Chef Kerry Altiero, owner of Cafe Miranda in Rockland, won the farm-to-table competition at the Harvest on the Harbor food and wine festival Friday, beating out three other local chefs with a pork belly, clam and sour apple dish he called “Farm, Ocean, Tree.”
Altiero won over the crowd with his easy humor and clear presentation, but he also gained respect from the judges for his pork belly, which one judge said cut “like butter.”
This was not Altiero’s first big win at Harvest on the Harbor.
“Up until yesterday, I was the reigning Maine Lobster Chef of the Year,” he told the sold-out crowd of 200 in Portland. “I won last year. Now don’t be prejudiced against (me), like, âDoes this guy really need another award?’ You bet I do.”
The audience burst into laughter and applause, and Altiero went on to describe his dish, which from a farm-to-table perspective was no joke.

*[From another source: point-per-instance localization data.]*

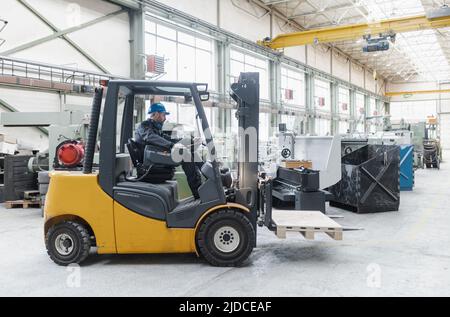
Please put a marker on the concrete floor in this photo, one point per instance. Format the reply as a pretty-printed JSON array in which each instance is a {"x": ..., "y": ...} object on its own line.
[{"x": 403, "y": 253}]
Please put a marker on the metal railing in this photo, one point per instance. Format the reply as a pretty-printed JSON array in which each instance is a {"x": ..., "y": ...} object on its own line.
[{"x": 52, "y": 73}]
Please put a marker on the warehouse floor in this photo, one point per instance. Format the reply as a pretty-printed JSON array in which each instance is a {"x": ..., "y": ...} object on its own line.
[{"x": 398, "y": 254}]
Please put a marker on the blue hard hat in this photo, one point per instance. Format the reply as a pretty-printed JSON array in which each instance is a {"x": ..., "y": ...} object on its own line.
[{"x": 157, "y": 107}]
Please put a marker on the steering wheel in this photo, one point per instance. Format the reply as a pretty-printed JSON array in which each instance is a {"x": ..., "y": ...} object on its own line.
[{"x": 286, "y": 153}]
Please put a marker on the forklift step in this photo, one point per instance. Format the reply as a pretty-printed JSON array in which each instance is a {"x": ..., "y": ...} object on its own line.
[
  {"x": 24, "y": 204},
  {"x": 307, "y": 223}
]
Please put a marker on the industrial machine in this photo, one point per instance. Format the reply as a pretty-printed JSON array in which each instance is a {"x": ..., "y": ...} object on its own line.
[
  {"x": 432, "y": 153},
  {"x": 67, "y": 131},
  {"x": 305, "y": 188},
  {"x": 117, "y": 212}
]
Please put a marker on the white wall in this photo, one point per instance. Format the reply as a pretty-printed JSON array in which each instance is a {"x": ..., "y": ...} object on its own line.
[
  {"x": 418, "y": 107},
  {"x": 107, "y": 41},
  {"x": 253, "y": 24}
]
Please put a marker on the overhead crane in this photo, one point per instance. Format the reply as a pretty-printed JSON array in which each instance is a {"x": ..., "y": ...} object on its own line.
[{"x": 433, "y": 20}]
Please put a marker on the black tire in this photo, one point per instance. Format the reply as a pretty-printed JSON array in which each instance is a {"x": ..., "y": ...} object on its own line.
[
  {"x": 216, "y": 225},
  {"x": 77, "y": 239}
]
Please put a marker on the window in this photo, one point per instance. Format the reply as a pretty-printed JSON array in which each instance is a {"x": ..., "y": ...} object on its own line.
[
  {"x": 292, "y": 124},
  {"x": 322, "y": 95},
  {"x": 360, "y": 113},
  {"x": 243, "y": 62},
  {"x": 264, "y": 127},
  {"x": 292, "y": 87},
  {"x": 188, "y": 57},
  {"x": 323, "y": 126},
  {"x": 359, "y": 105},
  {"x": 344, "y": 127},
  {"x": 344, "y": 101},
  {"x": 373, "y": 111}
]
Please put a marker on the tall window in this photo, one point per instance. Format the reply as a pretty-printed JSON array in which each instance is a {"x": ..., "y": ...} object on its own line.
[
  {"x": 323, "y": 126},
  {"x": 322, "y": 95},
  {"x": 344, "y": 127},
  {"x": 264, "y": 126},
  {"x": 292, "y": 87},
  {"x": 244, "y": 62},
  {"x": 360, "y": 112},
  {"x": 373, "y": 111},
  {"x": 344, "y": 101},
  {"x": 292, "y": 123},
  {"x": 188, "y": 56}
]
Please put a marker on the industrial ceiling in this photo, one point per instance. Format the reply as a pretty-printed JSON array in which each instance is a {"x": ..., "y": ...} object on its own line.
[{"x": 419, "y": 55}]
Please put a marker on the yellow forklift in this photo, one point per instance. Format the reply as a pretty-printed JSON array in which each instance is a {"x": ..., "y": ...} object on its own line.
[{"x": 128, "y": 204}]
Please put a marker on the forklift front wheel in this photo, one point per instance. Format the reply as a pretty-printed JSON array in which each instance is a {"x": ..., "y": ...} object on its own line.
[
  {"x": 67, "y": 243},
  {"x": 226, "y": 238}
]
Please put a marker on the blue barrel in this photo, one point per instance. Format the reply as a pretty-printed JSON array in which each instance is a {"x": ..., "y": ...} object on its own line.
[{"x": 406, "y": 167}]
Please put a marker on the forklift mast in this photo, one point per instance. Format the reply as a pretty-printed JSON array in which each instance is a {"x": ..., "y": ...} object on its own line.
[{"x": 246, "y": 93}]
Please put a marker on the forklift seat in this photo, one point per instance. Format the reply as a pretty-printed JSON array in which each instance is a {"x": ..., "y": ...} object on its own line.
[
  {"x": 167, "y": 191},
  {"x": 159, "y": 173}
]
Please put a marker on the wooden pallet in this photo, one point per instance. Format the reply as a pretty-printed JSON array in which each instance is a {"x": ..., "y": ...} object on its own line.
[
  {"x": 31, "y": 195},
  {"x": 307, "y": 223},
  {"x": 25, "y": 204}
]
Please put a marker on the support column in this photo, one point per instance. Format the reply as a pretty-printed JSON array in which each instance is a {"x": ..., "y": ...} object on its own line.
[
  {"x": 275, "y": 95},
  {"x": 334, "y": 108},
  {"x": 137, "y": 56},
  {"x": 310, "y": 104},
  {"x": 353, "y": 111},
  {"x": 367, "y": 114}
]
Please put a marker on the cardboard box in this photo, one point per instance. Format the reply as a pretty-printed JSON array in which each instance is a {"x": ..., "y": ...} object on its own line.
[
  {"x": 296, "y": 164},
  {"x": 7, "y": 139}
]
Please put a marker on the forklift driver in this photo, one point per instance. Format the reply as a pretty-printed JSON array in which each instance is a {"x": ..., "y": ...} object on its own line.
[{"x": 150, "y": 132}]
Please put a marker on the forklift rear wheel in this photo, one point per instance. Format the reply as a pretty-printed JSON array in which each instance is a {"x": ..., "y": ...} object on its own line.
[
  {"x": 226, "y": 238},
  {"x": 67, "y": 243}
]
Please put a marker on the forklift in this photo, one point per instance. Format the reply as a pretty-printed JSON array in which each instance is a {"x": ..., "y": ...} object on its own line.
[{"x": 118, "y": 209}]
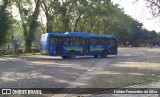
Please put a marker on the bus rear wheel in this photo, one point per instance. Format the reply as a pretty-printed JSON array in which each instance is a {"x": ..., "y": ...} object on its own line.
[
  {"x": 104, "y": 54},
  {"x": 64, "y": 57},
  {"x": 71, "y": 55},
  {"x": 96, "y": 56}
]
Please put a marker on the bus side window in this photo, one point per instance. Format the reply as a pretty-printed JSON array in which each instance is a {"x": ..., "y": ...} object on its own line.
[
  {"x": 59, "y": 40},
  {"x": 82, "y": 41},
  {"x": 66, "y": 41},
  {"x": 76, "y": 40},
  {"x": 94, "y": 41}
]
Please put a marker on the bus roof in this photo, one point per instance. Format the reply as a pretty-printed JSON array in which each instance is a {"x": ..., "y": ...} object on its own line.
[{"x": 81, "y": 34}]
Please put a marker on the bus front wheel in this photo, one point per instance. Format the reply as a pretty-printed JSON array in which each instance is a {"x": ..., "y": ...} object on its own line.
[
  {"x": 104, "y": 54},
  {"x": 64, "y": 57},
  {"x": 71, "y": 55}
]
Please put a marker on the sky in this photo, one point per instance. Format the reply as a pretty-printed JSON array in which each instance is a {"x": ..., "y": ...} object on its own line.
[{"x": 139, "y": 11}]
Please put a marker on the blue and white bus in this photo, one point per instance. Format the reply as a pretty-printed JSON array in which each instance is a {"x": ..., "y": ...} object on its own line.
[{"x": 72, "y": 44}]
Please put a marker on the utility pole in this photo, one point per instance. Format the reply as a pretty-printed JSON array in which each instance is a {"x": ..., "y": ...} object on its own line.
[{"x": 13, "y": 51}]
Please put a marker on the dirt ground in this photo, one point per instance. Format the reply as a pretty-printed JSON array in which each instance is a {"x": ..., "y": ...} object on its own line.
[{"x": 132, "y": 66}]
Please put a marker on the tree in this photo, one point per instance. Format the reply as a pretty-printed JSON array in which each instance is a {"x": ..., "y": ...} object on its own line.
[
  {"x": 5, "y": 23},
  {"x": 29, "y": 16}
]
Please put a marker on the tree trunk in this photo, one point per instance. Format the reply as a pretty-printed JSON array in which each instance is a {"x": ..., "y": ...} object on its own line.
[{"x": 49, "y": 24}]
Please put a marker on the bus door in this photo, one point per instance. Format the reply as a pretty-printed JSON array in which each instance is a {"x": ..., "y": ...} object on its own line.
[
  {"x": 59, "y": 44},
  {"x": 86, "y": 46}
]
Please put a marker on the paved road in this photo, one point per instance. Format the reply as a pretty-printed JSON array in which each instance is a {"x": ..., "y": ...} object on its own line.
[{"x": 130, "y": 67}]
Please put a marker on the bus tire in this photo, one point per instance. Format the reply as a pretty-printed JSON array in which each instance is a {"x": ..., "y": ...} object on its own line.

Altiero’s pork belly came from Terra Optima Farm in Rockland, and it was braised in cider from Sewall Orchard in Lincolnville, the oldest organic orchard in Maine. His apples, lacinato kale, onions and garlic came from Headacre Farm in Owls Head. Even the butter, from Casco Bay Butter, was local.
Altiero competed against David Levi, who will soon be opening a 100 percent local restaurant in Portland called Vinland; Rich Hanson, chef/owner of Cleonice Mediterranean Bistro in Ellsworth; and Chad Conley, chef at Gather restaurant in Yarmouth.
Sam Hayward, chef/owner of Fore Street in Portland, emceed the event. Before the cooking began, Hayward spoke a little about the importance of the farm-to-table philosophy in Maine.
He noted that in the 2013 Locavore Index produced by the locavore advocacy group Strolling of the Heifers, Maine ranks No. 2 among the states in commitment to producing and having access to local foods.
Vermont is No. 1.
“At its simplest level, it’s because we think food tastes best eaten, prepared, served closest to its source,” Hayward said. “But in a broader sense, we mean more than just farms when we talk about the farm-to-table movement because, in fairness, we’re also using the produce brought to us by foragers of wild foods, by Maine’s fishing community and by artisan food producers like cheese makers and millers and bakers who are contributing so much to us and make it exciting to work every day.”
Hayward said using local foods is also important because it strengthens Maine communities by “producing, serving and eating food in ways that are fair to the growers, fair to the restaurants, and we hope fair to the environment as well.”
Altiero served his dish to the three judges on special plates he had made by Fireside Pottery in Warren.
The chef will be selling several of the plates, which come with lunch at Cafe Miranda, on the restaurant’s Facebook page and the proceeds will be donated to a local farm participating in community supported agriculture for “disadvantaged families who really need to get this good food in their hands.”
The judges were Eric Flynn, chef at the Harraseeket Inn in Freeport; Ted Quaday, the new executive director of the Maine Organic Farmers and Gardeners Association; and Susan Axelrod of the Portland Press Herald and MaineToday.com.
The audience also got to vote on their favorites. Jeeyun Kim and Manoj Muzumdar from Ellicott City, Md., both voted for Altiero to win the competition. Kim said she thought his dish had “just simple, strong flavors, well prepared.”
Steve and Jessica Floyd, a general contractor and social worker from Washington, D.C., also said they voted for Altiero.
“I thought it was creative, and I liked the fact that he used all local ingredients,” Jessica Floyd said. “I liked his marketing, too. He sold it.”
The couple said they would also like to visit Levi’s new restaurant the next time they visit Portland.
Chef Flynn said he thought the audience got it right.
“One thing about Kerry, everything he put on his plate was from the farm,” he said.